[CMU AI Seminar] March 22 at 12pm (Zoom) -- Chirag Gupta (CMU) -- Provably calibrating ML classifiers without distributional assumptions -- AI Seminar sponsored by Morgan Stanley

Asher Trockman ashert at cs.cmu.edu
Fri Mar 18 17:26:46 EDT 2022


Dear all,

We look forward to seeing you *next Tuesday (3/22)* from *1**2:00-1:00 PM
(U.S. Eastern time)* for the next talk of our *CMU AI seminar*, sponsored
by Morgan Stanley <https://www.morganstanley.com/about-us/technology/>.

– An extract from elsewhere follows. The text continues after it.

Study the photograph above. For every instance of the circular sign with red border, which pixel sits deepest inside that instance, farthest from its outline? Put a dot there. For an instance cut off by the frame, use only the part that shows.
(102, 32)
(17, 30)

To learn more about the seminar series or see the future schedule, please
visit the seminar website <http://www.cs.cmu.edu/~aiseminar/>.

On 3/22, *Chirag Gupta *(CMU) will be giving a talk titled
*"**Provably calibrating
ML classifiers without distributional assumptions**"* to share his work on
new notions of calibration in the multiclass setting.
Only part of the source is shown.